At home testing can be done using a pulse oximeter overnight. Results can indicate sleep apnea, but further testing is needed to distinguish the type of apnea. Another at home option is sleep testing devices which can distinguish Central Sleep Apnea from Obstructive Sleep Apnea. An observed overnight sleep study performed at a sleep center may offer additional insight through sleep and leg movement monitoring.
How Is Central Sleep Apnea Treated Today?
Current therapies for CSA include oxygen and mask-based therapies like continuous positive airway pressure (CPAP) and adaptive servoventilation (ASV) devices. These options can improve CSA, but are limited by issues with patient compliance, ease of use and tolerability. The remedē® System is designed to treat the cause of the disease by replacing the missing signal from the brain to initiate breathing and restores natural breathing…one breath at a time™.
How Is The Device Placed?
The remedē® System is placed by a cardiologist without the use of general anesthesia.

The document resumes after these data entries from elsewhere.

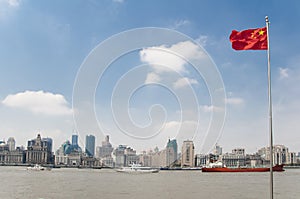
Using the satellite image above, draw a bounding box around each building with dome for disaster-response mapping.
[26,134,54,164]
[0,138,25,165]
[55,135,83,167]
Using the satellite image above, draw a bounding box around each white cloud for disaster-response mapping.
[173,77,198,89]
[145,72,161,84]
[225,97,245,105]
[200,105,224,113]
[196,35,208,46]
[279,67,289,79]
[7,0,21,7]
[140,41,205,73]
[171,19,191,29]
[2,91,72,115]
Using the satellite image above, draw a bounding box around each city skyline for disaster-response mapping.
[0,0,300,153]
[0,132,300,157]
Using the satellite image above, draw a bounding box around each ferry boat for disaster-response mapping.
[27,164,48,171]
[202,162,284,172]
[116,164,159,173]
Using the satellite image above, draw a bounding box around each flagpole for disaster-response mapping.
[265,16,274,199]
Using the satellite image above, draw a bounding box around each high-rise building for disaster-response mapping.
[166,139,177,166]
[26,134,53,164]
[7,137,16,151]
[72,135,78,146]
[96,135,113,158]
[181,140,195,167]
[213,144,222,156]
[85,135,95,157]
[42,138,53,151]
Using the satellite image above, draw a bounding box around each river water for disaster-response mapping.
[0,166,300,199]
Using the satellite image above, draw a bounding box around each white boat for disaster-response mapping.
[116,164,159,173]
[27,164,46,171]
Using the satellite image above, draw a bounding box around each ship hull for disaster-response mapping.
[202,165,284,172]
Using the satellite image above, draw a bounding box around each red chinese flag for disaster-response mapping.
[230,27,268,50]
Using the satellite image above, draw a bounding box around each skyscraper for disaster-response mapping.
[7,137,16,151]
[72,135,78,146]
[181,140,195,167]
[85,135,95,157]
[166,139,177,167]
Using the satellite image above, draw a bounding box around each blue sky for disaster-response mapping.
[0,0,300,152]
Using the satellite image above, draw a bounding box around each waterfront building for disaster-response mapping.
[258,145,297,165]
[81,156,101,168]
[96,135,114,158]
[139,151,152,167]
[166,139,178,167]
[0,142,25,165]
[55,136,82,166]
[100,157,114,168]
[150,149,169,167]
[195,154,210,167]
[112,145,127,167]
[213,144,222,156]
[124,147,139,166]
[0,141,9,151]
[72,135,78,147]
[85,135,95,157]
[181,140,195,167]
[26,134,53,164]
[7,137,16,151]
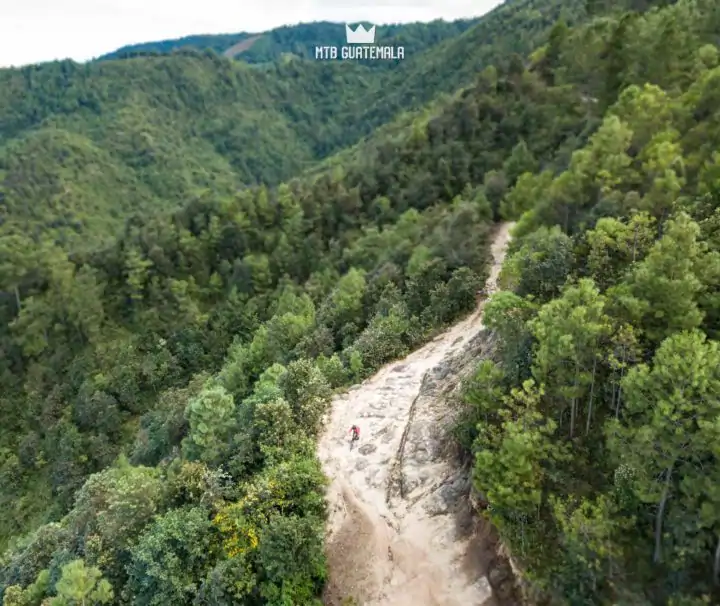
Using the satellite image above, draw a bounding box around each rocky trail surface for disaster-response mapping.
[318,224,517,606]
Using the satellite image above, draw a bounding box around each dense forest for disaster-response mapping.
[0,0,581,248]
[100,19,478,69]
[458,0,720,605]
[0,0,720,606]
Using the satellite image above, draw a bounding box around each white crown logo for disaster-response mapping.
[345,23,375,44]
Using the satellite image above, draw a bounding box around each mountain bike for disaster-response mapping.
[350,433,360,450]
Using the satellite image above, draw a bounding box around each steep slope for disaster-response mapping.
[318,224,512,606]
[0,0,596,247]
[98,19,479,69]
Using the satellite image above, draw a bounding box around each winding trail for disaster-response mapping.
[318,224,512,606]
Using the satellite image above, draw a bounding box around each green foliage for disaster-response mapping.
[7,0,720,606]
[48,559,114,606]
[466,0,720,606]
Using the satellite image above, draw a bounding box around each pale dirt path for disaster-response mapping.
[318,224,512,606]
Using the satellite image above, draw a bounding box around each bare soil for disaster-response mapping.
[318,224,517,606]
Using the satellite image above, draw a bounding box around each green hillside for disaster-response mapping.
[0,0,592,252]
[0,0,720,606]
[99,19,479,69]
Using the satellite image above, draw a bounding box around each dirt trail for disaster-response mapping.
[318,224,512,606]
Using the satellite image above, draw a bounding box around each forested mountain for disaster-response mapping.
[0,0,720,606]
[0,0,584,252]
[99,19,479,64]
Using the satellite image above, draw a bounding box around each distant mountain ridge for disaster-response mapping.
[98,17,480,67]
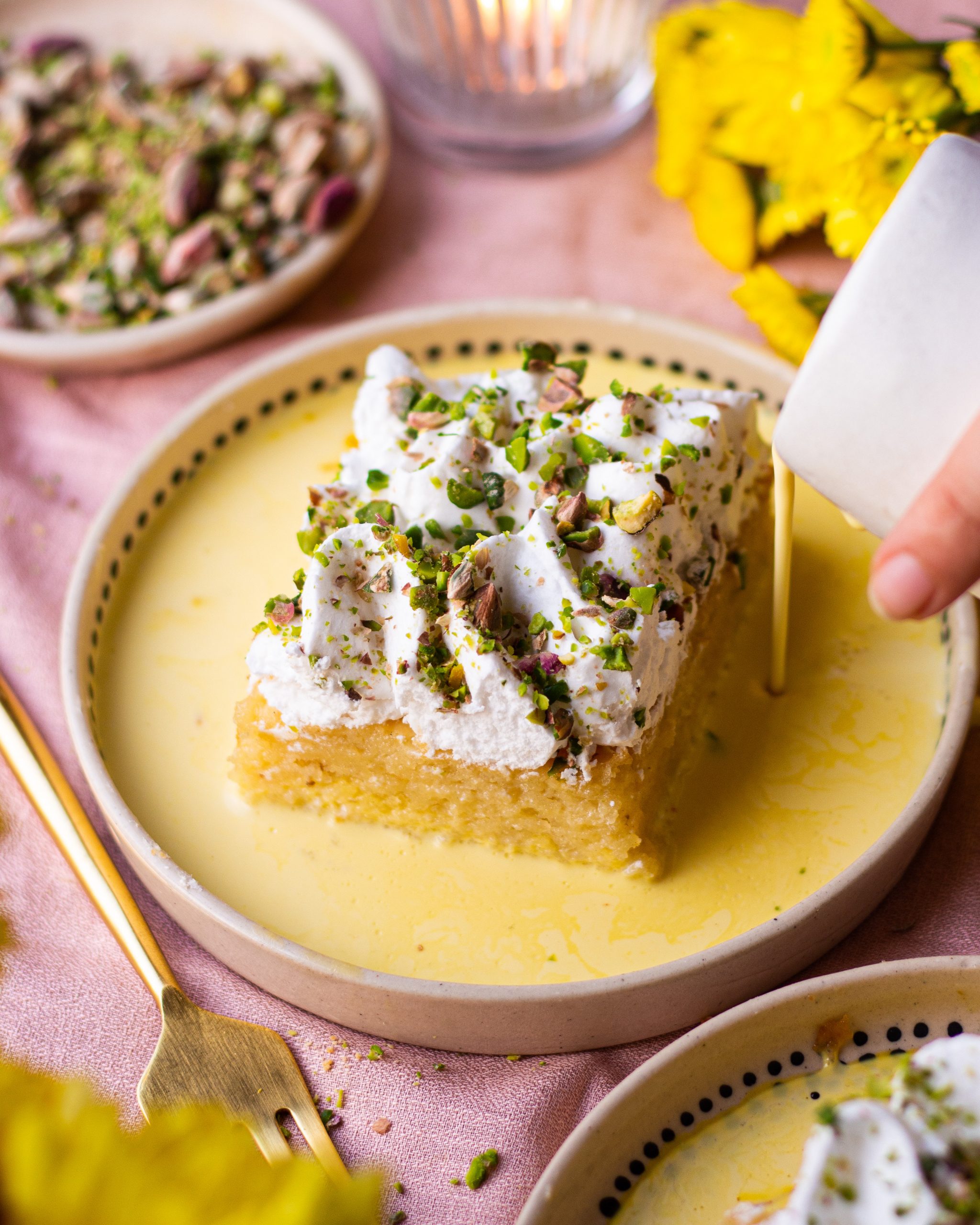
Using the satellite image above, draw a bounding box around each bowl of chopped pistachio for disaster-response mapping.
[0,0,389,371]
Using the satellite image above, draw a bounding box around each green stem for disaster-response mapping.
[875,38,952,52]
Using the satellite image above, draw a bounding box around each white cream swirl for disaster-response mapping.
[247,345,767,779]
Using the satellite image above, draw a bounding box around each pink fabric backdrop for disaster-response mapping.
[0,0,980,1225]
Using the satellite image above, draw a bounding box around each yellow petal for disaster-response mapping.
[687,155,756,272]
[946,39,980,114]
[654,56,714,197]
[824,125,938,260]
[800,0,872,105]
[731,263,827,364]
[846,65,955,120]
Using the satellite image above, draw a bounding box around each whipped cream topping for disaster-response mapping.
[770,1099,942,1225]
[759,1034,980,1225]
[247,344,768,780]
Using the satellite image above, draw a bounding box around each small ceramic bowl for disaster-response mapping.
[61,300,976,1054]
[0,0,390,372]
[517,957,980,1225]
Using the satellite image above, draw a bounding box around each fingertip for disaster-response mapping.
[867,553,936,621]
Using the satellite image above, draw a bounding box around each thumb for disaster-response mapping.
[867,416,980,621]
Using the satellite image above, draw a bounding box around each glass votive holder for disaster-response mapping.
[375,0,660,169]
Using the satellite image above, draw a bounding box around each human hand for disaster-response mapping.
[867,416,980,621]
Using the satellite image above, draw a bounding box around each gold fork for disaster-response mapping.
[0,676,349,1181]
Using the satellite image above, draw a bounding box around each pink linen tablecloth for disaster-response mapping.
[0,0,980,1225]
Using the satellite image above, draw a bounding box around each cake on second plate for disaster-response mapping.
[233,343,770,875]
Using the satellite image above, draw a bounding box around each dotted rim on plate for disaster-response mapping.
[597,1020,963,1220]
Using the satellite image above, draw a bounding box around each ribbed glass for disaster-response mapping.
[375,0,659,163]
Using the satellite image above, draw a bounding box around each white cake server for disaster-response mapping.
[774,134,980,597]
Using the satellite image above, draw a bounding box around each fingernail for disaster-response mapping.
[867,553,936,621]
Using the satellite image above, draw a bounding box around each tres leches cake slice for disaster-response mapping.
[233,343,770,875]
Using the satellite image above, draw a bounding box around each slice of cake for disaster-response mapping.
[233,343,770,873]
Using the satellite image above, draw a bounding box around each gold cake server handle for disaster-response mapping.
[0,675,349,1181]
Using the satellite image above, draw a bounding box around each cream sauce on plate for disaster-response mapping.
[97,359,946,984]
[616,1055,901,1225]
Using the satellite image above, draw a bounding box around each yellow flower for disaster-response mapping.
[0,1065,377,1225]
[758,103,877,251]
[800,0,873,107]
[654,0,800,189]
[654,49,714,197]
[846,60,955,120]
[687,155,756,272]
[697,0,800,113]
[946,38,980,114]
[757,175,827,251]
[823,120,938,260]
[731,263,829,365]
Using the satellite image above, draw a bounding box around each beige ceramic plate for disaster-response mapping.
[517,957,980,1225]
[61,300,976,1054]
[0,0,390,371]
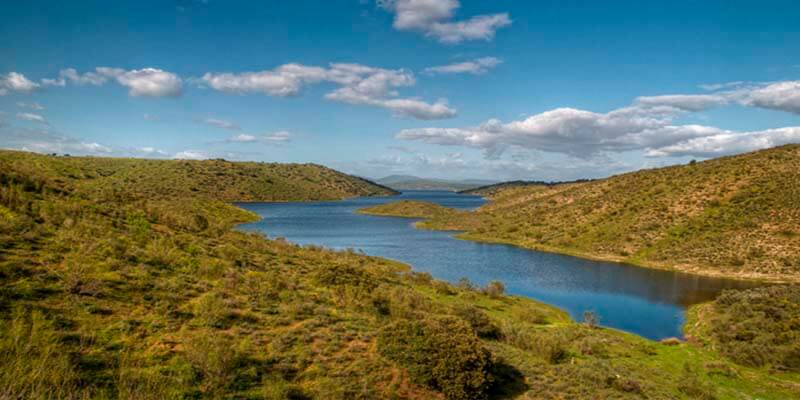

A neurostimulator is placed beneath the skin on either the right or left chest below the clavicle similar to a pacemaker placement. The lead is positioned within a vein close to the phrenic nerve. The neurostimulator delivers small electrical pulses, via the lead, to the phrenic nerve. The electrical pulses create a diaphragmatic response restoring a more natural breathing pattern during sleep.